The first G. theta cDNA sequence encoding protein homologous to type 1 opsins has been identified earlier in EST272 (GenBank accession number AW342219). More careful analysis of the original plasmid revealed an extra basepair in the coding region, which has been confirmed by RACE PCR using total RNA isolated from G. theta. A corrected sequence has been submitted to GenBank (accession number DQ133529). We designated the encoded protein, when complexed with retinal, as GtR1 (G. theta rhodopsin 1). The protein encoded by G. theta cDNA from EST clone sg05_004_f10 (accession number DQ133530), when complexed with retinal, was named GtR2 (G. theta rhodopsin 2). The homologous protein encoded by the cDNA sequence identified by degenerate RACE PCR in the freshwater Cryptomonas sp. S2 (accession number DQ133531), when complexed with retinal, was designated as CR (Cryptomonas rhodopsin).

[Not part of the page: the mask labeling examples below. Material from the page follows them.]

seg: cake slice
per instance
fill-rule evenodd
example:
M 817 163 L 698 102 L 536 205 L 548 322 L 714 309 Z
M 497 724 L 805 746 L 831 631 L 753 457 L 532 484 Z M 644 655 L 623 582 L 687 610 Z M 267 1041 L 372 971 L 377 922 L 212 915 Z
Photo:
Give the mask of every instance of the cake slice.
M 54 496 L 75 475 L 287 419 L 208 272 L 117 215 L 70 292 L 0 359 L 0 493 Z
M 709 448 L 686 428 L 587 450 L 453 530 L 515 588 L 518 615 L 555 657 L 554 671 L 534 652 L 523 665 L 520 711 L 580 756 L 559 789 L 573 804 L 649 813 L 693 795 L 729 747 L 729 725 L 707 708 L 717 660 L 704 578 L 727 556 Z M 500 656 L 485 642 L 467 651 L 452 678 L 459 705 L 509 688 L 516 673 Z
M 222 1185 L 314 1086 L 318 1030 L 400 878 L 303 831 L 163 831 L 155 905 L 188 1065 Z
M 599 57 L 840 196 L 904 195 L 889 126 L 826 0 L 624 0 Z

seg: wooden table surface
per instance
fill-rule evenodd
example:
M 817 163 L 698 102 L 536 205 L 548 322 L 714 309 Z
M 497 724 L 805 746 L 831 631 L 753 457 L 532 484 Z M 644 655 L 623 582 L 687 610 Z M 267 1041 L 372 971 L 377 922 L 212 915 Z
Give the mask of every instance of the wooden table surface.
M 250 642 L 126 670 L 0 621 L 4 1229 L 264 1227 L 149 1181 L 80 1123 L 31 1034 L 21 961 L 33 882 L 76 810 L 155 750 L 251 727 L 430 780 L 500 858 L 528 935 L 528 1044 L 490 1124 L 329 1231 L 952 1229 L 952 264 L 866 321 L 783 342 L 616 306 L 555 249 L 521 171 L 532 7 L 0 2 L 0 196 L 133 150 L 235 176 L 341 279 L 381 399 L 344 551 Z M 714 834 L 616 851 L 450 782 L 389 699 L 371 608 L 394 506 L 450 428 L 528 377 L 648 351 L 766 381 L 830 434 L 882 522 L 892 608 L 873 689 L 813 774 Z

None of the three encoded proteins extends more than 20 residues after the predicted end of helix G of their seven-transmembrane (7TM) domains, in contrast to Chlamydomonas sensory rhodopsins, which have bulky C-terminal domains consisting of ∼400 amino acid residues. Photobehavioral and photoelectric responses in cryptophyte flagellates are very similar to those in Chlamydomonas (Figs. 1 and 2). If the rhodopsins reported here in cryptophytes mediate these responses, it would follow that the presence of a large C-terminal domain attached to the 7TM rhodopsin domain as in CSRA and CSRB is not critical for response generation. It is possible that these domains do indeed play a critical role in signaling but that they exist in cryptophytes on other proteins separate from the 7TM domains. On the other hand, the phototactic sensitivity of G. theta is ∼50-fold less than that of C. reinhardtii, which would be consistent with the C-terminal domains of Chlamydomonas rhodopsins functioning in signal amplification. Alternatively, these domains may play a regulatory role. Such auxiliary roles of the C-terminal domains are supported by the observation that the full-length sequences and 7TM domains of Chlamydomonas rhodopsins both exhibit identical ion channel activities when heterologously expressed in Xenopus oocytes (38,39). It has not yet been proven, however, that the channel activity observed in oocytes triggers the photosensory cascade in host Chlamydomonas cells. Therefore, the involvement of the C-domains in signal generation cannot be excluded.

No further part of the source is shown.